How to speed up Mathematica replacement of matrix elements - wolfram-mathematica

I have several 100x15 matrices; one of them is a distance. When elements of that matrix exceed a bound, I want to reset those elements to zero and also reset the corresponding elements of three other matrices to zero. Here's my silly way (but it works):
Do[ If[ xnow[[i, j]] > L, xnow[[i, j]] = 0.;
cellactvA[[i, j ]] = 0.;
cellactvB[[i, j ]] = 0.;
cellactvC[[i, j ]] = 0.; ], (* endIF *)
{ i, 1, nstrips}, {j, 1, ncells} ]; (* endDO *)
I tried ReplacePart:
xnow = ReplacePart[ xnow, Position[ xnow, x_?(# > L &) ] ]
(something like this, I don't have it handy; it was done correctly enough to execute), but it was as slow as the loop and did not produce the correct replacement structure in matrix xnow. Please advise on how to do this in a way that is reasonably quick, as this calc is inside another loop (over time) that executes many many times. The overall calculation is of course, now, very slow. Thanks in advance.
Here is how I did this in R; very simple and quick:
# -- find indices of cells outside window
indxoutRW <- which( xnow > L, arr.ind=T )
# -- reset cells outside window
cellrateA[indxoutRW] <- 0
cellrateB[indxoutRW] <- 0
cellrateC[indxoutRW] <- 0
# -- move reset cells back to left side
xnow[indxoutRW] <- xnow[indxoutRW] - L

How about this:
Timing[
matrixMask2 = UnitStep[limit - $xnow];
xnow = $xnow*matrixMask2;
cellactvA2 = $a*matrixMask2;
cellactvB2 = $b*matrixMask2;
cellactvC2 = $c*matrixMask2;
]
If you want to write fast code one thing to make sure is to check that On["Packing"] does not gives messages; or at least that you understand them and know that they are not an issue.
Edit for OP comment:
mask = UnitStep[limit - xnow];
{xnow*mask, cellactvA2*mask, cellactvB2*mask, cellactvC2*mask}
Hope this helps, you still need to set limit.

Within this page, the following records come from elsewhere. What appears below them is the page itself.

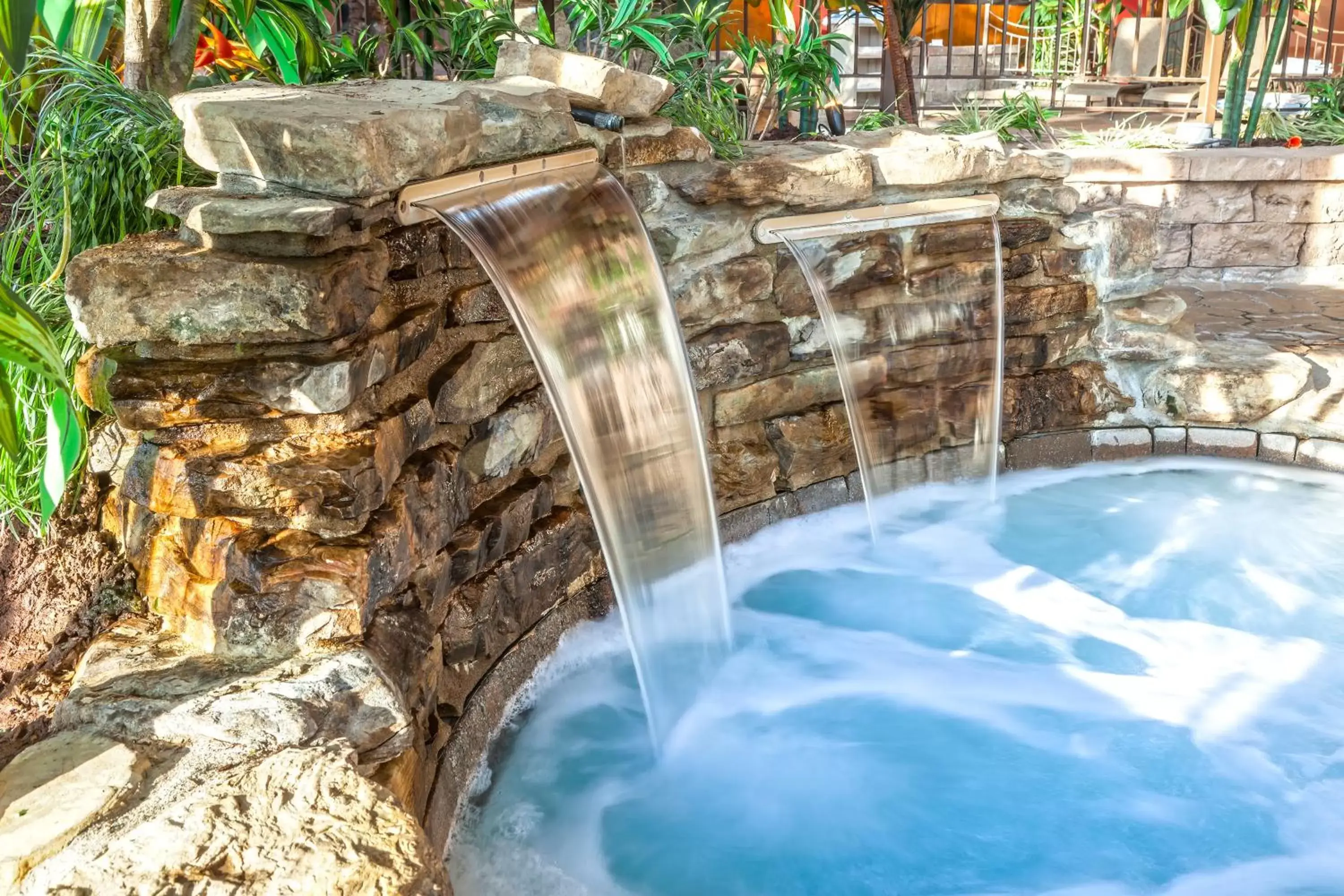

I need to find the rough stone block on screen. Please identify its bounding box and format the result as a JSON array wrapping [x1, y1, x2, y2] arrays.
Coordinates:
[[1144, 343, 1312, 423], [1004, 362, 1133, 438], [794, 475, 849, 513], [1298, 223, 1344, 267], [839, 128, 1008, 187], [1004, 284, 1091, 327], [1091, 426, 1153, 461], [0, 731, 149, 893], [66, 234, 387, 348], [88, 308, 444, 430], [1064, 149, 1198, 184], [671, 255, 780, 333], [1189, 223, 1306, 267], [911, 218, 1055, 258], [1185, 426, 1258, 457], [1125, 183, 1257, 224], [1062, 206, 1160, 286], [172, 78, 579, 198], [1153, 426, 1185, 454], [1153, 224, 1192, 270], [1293, 146, 1344, 181], [1255, 180, 1344, 224], [1005, 430, 1091, 470], [1185, 146, 1302, 184], [1255, 433, 1297, 463], [434, 333, 540, 423], [579, 118, 714, 172], [660, 142, 872, 208], [999, 181, 1078, 215], [1040, 249, 1087, 277], [449, 284, 509, 324], [708, 422, 780, 513], [685, 321, 790, 390], [766, 405, 856, 489], [640, 185, 755, 263], [145, 187, 352, 237], [1297, 439, 1344, 473], [714, 356, 887, 426], [495, 40, 675, 118], [719, 491, 802, 544], [1068, 180, 1125, 211]]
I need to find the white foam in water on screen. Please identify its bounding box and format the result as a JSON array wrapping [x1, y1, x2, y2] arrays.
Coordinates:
[[449, 459, 1344, 896]]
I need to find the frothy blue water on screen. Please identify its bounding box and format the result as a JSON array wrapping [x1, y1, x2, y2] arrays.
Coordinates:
[[449, 462, 1344, 896]]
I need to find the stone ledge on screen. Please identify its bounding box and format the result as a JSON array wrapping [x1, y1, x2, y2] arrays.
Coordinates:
[[172, 78, 579, 200], [66, 234, 387, 348]]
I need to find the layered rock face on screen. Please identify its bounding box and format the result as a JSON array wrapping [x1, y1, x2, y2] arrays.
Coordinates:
[[8, 69, 1125, 893]]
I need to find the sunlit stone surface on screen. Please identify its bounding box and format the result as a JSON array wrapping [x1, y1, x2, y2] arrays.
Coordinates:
[[449, 458, 1344, 896]]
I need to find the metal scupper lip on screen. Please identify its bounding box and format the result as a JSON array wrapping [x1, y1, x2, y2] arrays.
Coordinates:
[[755, 194, 999, 243]]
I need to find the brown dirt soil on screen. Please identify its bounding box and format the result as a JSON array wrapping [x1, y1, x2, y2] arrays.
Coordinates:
[[0, 477, 136, 767], [0, 173, 19, 231]]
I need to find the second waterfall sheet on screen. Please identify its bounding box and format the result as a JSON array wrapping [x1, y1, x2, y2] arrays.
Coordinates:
[[781, 216, 1011, 538]]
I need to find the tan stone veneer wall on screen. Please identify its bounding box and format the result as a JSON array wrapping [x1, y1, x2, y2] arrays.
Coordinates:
[[1066, 146, 1344, 297], [0, 78, 1126, 893]]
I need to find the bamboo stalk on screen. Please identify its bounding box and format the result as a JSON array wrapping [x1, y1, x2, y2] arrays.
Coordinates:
[[1246, 0, 1292, 142]]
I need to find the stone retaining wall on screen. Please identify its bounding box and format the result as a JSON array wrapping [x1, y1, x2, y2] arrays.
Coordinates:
[[1066, 146, 1344, 294], [0, 78, 1125, 893]]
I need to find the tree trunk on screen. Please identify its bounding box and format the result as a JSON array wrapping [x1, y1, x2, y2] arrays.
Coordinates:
[[882, 0, 919, 125], [121, 0, 206, 97]]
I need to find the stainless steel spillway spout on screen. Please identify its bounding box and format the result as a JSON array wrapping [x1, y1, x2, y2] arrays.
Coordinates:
[[398, 151, 731, 744]]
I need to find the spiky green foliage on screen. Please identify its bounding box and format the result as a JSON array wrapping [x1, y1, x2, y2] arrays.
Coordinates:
[[0, 42, 207, 526], [938, 93, 1059, 142], [849, 109, 900, 132]]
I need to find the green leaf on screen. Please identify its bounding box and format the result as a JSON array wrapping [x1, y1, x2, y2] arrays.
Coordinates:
[[0, 367, 23, 461], [38, 0, 75, 50], [0, 278, 66, 384], [1200, 0, 1246, 34], [40, 388, 83, 522], [0, 0, 38, 73], [69, 0, 117, 59], [243, 9, 302, 85]]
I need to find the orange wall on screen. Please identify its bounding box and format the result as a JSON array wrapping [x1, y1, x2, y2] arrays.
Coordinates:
[[724, 0, 1027, 46]]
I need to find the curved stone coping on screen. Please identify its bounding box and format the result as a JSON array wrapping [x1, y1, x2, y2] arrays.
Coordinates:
[[1004, 426, 1344, 473]]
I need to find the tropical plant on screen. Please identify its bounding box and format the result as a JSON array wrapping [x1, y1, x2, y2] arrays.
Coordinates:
[[849, 109, 900, 132], [0, 281, 85, 522], [938, 93, 1059, 142], [661, 0, 750, 159], [559, 0, 677, 66], [839, 0, 925, 122], [1171, 0, 1294, 146], [0, 39, 207, 525], [1060, 112, 1188, 149]]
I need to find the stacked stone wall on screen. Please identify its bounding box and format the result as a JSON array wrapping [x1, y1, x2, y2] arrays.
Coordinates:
[[1066, 146, 1344, 294]]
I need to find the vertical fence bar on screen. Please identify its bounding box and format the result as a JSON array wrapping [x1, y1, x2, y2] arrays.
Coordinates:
[[1050, 0, 1064, 109], [1321, 0, 1339, 78], [1027, 0, 1036, 79], [1302, 0, 1317, 78], [999, 0, 1008, 78], [1199, 26, 1226, 125], [970, 0, 993, 78], [1176, 4, 1195, 78], [1075, 0, 1093, 81]]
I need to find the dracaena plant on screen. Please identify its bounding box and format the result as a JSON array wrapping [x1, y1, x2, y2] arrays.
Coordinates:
[[559, 0, 677, 66]]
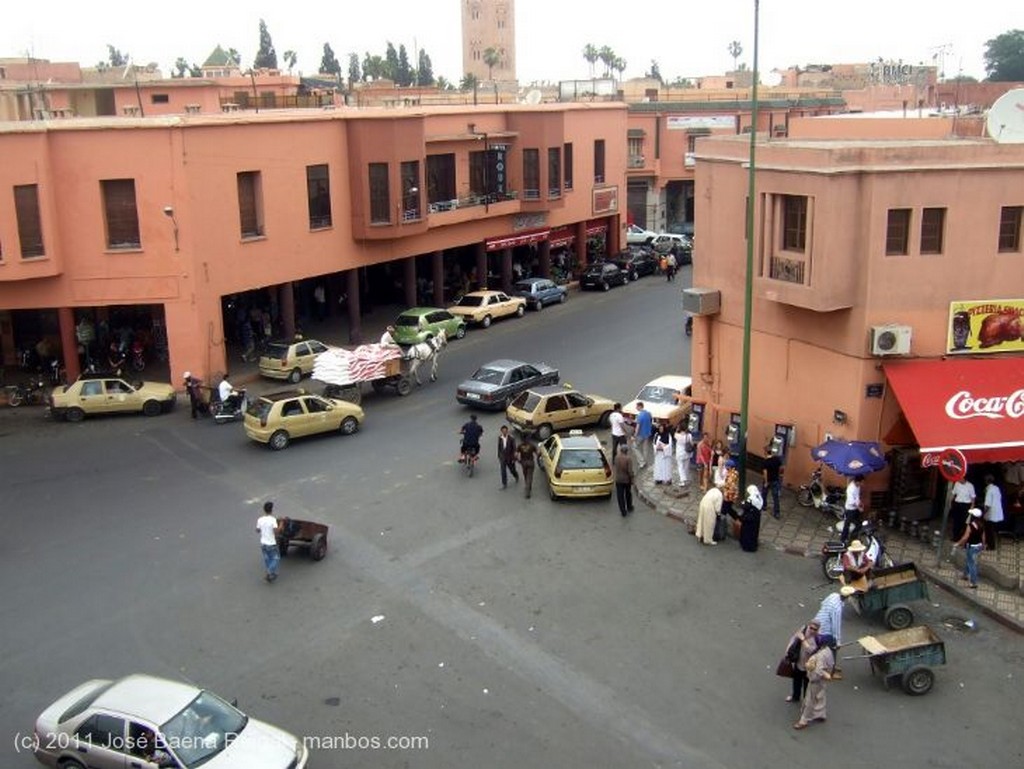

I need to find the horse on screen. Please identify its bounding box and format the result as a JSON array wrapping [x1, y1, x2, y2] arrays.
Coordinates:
[[406, 329, 447, 385]]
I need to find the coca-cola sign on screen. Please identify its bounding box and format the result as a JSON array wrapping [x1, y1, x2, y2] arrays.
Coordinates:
[[946, 388, 1024, 419]]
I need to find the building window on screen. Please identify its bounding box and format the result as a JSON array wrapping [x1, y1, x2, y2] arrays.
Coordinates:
[[921, 208, 946, 254], [782, 195, 807, 253], [522, 149, 541, 201], [306, 165, 331, 229], [14, 184, 46, 259], [886, 208, 910, 256], [548, 146, 562, 198], [427, 153, 458, 206], [99, 179, 142, 249], [399, 160, 422, 221], [370, 163, 391, 224], [999, 206, 1024, 254], [239, 171, 263, 238]]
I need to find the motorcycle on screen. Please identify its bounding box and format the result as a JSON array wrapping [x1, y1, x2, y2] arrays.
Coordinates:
[[210, 388, 247, 425], [7, 377, 46, 408], [821, 521, 895, 580], [797, 467, 846, 519]]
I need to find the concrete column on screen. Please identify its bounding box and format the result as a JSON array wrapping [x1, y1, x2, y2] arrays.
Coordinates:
[[401, 256, 419, 307], [470, 242, 487, 291], [345, 267, 362, 344], [278, 281, 295, 340], [538, 241, 551, 280], [57, 307, 82, 382], [430, 251, 444, 307]]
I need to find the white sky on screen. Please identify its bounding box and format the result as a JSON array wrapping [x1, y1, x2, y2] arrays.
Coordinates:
[[0, 0, 1024, 84]]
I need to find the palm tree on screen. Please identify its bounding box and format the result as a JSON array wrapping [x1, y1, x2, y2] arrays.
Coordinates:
[[729, 40, 743, 70], [583, 43, 601, 79]]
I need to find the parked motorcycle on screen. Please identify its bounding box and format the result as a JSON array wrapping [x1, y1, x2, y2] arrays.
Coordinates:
[[210, 388, 247, 425], [821, 521, 895, 580], [797, 466, 846, 518]]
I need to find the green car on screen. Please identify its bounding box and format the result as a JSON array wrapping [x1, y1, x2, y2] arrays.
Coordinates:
[[394, 307, 466, 344]]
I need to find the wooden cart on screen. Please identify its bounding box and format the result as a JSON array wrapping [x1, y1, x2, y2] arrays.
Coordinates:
[[845, 625, 946, 695], [276, 518, 328, 561], [854, 563, 928, 630]]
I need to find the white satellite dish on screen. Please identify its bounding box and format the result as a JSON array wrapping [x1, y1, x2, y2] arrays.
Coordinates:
[[985, 88, 1024, 144]]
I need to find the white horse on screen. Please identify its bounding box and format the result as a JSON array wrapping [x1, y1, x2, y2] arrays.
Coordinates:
[[406, 329, 447, 385]]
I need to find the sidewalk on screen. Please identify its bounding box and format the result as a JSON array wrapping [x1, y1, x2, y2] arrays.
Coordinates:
[[637, 468, 1024, 633]]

The following will be based on SparseArrays, avoid extraneous stuff and very fast:
extractPositionFromSparseArray[
HoldPattern[SparseArray[u___]]] := {u}[[4, 2, 2]];
positionExtr[x_List, n_] :=
extractPositionFromSparseArray[
SparseArray[Unitize[x - n], Automatic, 1]]
replaceWithZero[mat_, flatZeroPositions_List, type : (Integer | Real) : Real] :=
Module[{copy = Flatten#mat},
copy[[flatZeroPositions]] = If[type === Integer, 0, 0.];
Partition[copy, Last[Dimensions[mat]]]];
getFlatZeroDistancePositions[distanceMat_, lim_] :=
With[{flat = Flatten[distanceMat]},
With[{originalZPos = Flatten# positionExtr[flat , 0]},
If[originalZPos === {}, #, Complement[#, originalZPos ]] &#
Flatten#positionExtr[Clip[flat , {0, lim}, {0, 0}], 0]]];
Now, we generate our matrices, making sure that they are packed:
{xnow, cellactvA, cellactvB, cellactvC} =
Developer`ToPackedArray /# RandomReal[10, {4, 100, 15}];
Here is the benchmark for doing this 1000 times:
In[78]:=
Do[
With[{L = 5},
With[{flatzpos = getFlatZeroDistancePositions[xnow,L]},
Map[replaceWithZero[#,flatzpos ]&,{xnow,cellactvA,cellactvB,cellactvC}]]
],
{1000}]//Timing
Out[78]= {0.203,Null}
Note that there was no unpacking in the process, but you have to ensure that you have your matrices packed from the start, and that you pick the correct type (Integer or Real) for the replaceWithZero function.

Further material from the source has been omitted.